Gemawan menginisiasi dan memfasilitasi pembentukan tiga kelompok usaha di tiga desa berbeda. Sejak Rabu (22/06) hingga Jumat (25/06), community organizer Gemawan di Kayong Utara, Maulisa, menemui kelompok perempuan anggota Serikat Perempuan Kabupaten Kayong Utara (Setara) yang berada di Desa Wonorejo, Desa Podorukun, dan Desa Seponti Jaya. 

Baca juga: Gemawan Bentuk Kelompok Perempuan di Lima Desa di Kayong Utara

“Hal ini dilakukan demi mewujudkan kemandirian ekonomi perempuan,” ujar Maulisa. Ia juga menjelaskan pembentukan unit usaha ini didasarkan potensi sumberdaya manusia dan sumber daya alam di masing-masing desa. Tiga sektor yang akan dikembangkan terdiri atas pertanian, perikanan, serta pengolahan produk turunan dan aneka kerajinan.

Pembentukan unit usaha ini mendapat dukungan dari Pemerintah Kabupaten Kayong Utara. Melalui Dinas Pertanian Kabupaten Kayong Utara, Kelompok Perempuan Delima Desa Podorukun akan memperoleh bantuan 1000 bibit cabai. Di Desa Seponti Jaya, Kelompok Perempuan Sumber Rezeki akan mendapatkan bibit ikan. Demikian pula Kelompok Perempuan Anggrek Desa Wonorejo, rencananya akan mendapat bibit ikan.

“Pembentukan unit usaha kelompok ini juga diketahui oleh pemerintah desa setempat. Kami ingin agar kelompok perempuan mitra Gemawan bisa berkontribusi dalam capaian perubahan di desa, terutama SDGs Desa,” jelasnya lagi.
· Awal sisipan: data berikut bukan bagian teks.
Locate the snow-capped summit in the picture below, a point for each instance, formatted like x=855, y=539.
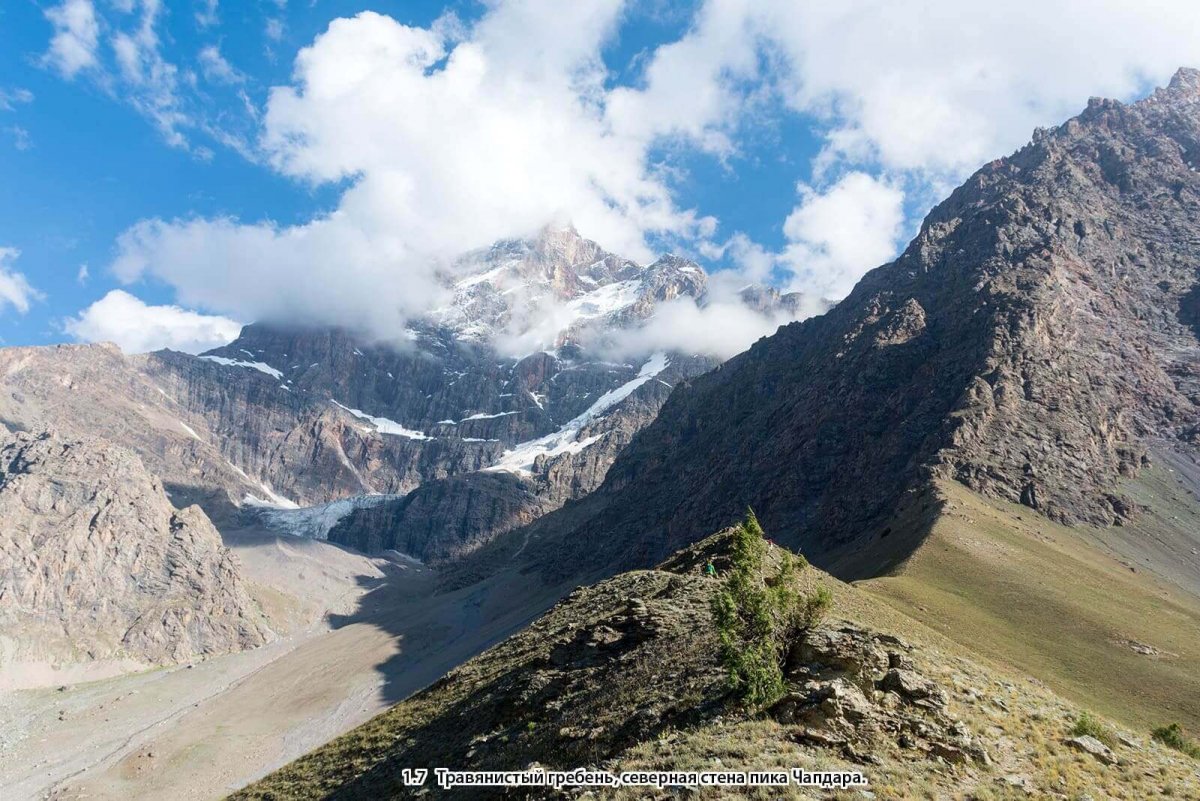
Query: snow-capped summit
x=558, y=288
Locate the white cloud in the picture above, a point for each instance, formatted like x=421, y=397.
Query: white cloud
x=11, y=97
x=137, y=327
x=15, y=289
x=720, y=327
x=450, y=139
x=151, y=82
x=921, y=92
x=76, y=36
x=838, y=234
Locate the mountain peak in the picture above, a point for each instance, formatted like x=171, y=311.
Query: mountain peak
x=1186, y=79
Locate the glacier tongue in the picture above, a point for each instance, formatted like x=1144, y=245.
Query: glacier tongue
x=520, y=459
x=315, y=522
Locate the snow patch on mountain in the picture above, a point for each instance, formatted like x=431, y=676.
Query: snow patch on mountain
x=316, y=522
x=521, y=458
x=233, y=362
x=382, y=425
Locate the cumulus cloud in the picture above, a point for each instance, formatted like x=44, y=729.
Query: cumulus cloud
x=720, y=327
x=921, y=94
x=449, y=139
x=76, y=36
x=838, y=234
x=15, y=288
x=137, y=327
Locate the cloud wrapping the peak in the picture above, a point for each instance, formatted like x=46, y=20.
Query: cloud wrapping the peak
x=138, y=327
x=450, y=137
x=838, y=234
x=450, y=140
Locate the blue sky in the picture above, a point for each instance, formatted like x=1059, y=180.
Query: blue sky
x=779, y=142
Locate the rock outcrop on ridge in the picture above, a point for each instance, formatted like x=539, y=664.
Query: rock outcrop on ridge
x=97, y=566
x=1032, y=343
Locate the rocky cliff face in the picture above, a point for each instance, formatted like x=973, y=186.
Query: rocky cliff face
x=513, y=375
x=1030, y=342
x=96, y=565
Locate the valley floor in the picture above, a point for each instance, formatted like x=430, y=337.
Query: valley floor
x=363, y=636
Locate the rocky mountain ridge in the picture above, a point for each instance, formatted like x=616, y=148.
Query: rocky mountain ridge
x=292, y=416
x=96, y=566
x=1031, y=342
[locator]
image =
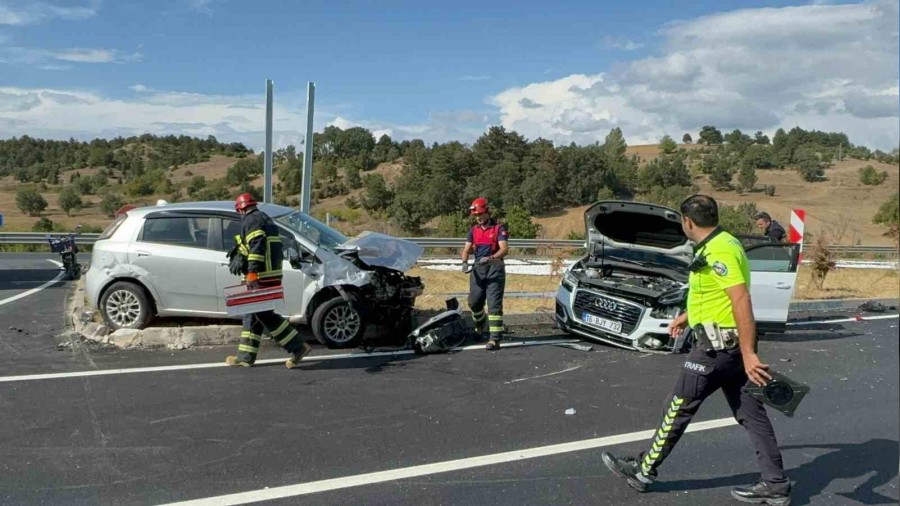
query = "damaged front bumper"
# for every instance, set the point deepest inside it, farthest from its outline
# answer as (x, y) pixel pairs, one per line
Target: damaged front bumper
(597, 316)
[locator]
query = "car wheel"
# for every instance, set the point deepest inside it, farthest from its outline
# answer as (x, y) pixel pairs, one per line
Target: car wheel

Baca juga: Gemawan Bentuk Serikat Perempuan Kabupaten Kayong Utara (Setara) untuk Wujudkan Perempuan yang Maju, Bersatu, Berdaulat, dan Bermartabat

Bangun Kemandirian Ekonomi Perempuan di Desa 
Kemandirian ekonomi perempuan | Bangun kemandirian ekonomi perempuan desa di Kayong Utara, Gemawan bentuk unit-unit usaha perempuan berbasis potensi lokal dengan dukungan Pemerintah Daerah.

Sebelumnya, tutur Maulisa, kesadaran kemandirian ekonomi perempuan terlebih dulu ditumbuhkan. “Kelompok Sumber Rezeki sudah membangun unit usaha yang dinamakan Rumah Bibit Kelompok Usaha Perempuan Sumber Rezeki. Modalnya bersumber dari swadaya anggota kelompok,” terangnya.

Rumah bibit itu akan menyuplai bibit untuk daerah sekitar, juga akan ditanam di masing-masing lahan anggota. Hasilnya kelak akan menjadi penghasilan bersama, sesuai dengan kesepakatan anggota kelompok.

Penggunaan lahan yang tidak memperhatikan keberlanjutan lingkungan telah menyebabkan bencana baru bagi manusia, yakni krisis iklim. Melalui berbagai pertemuan tingkat tinggi, negara-negara di dunia berupaya merumuskan langkah cepat dalam menghadapi perubahan iklim ini. Teranyar digelar COP26 yang menghasilkan kesepakatan ambisius untuk mencegah kenaikan suhu permukaan Bumi di atas 1,5 derajat Celcius dan net zero emission pada 2050.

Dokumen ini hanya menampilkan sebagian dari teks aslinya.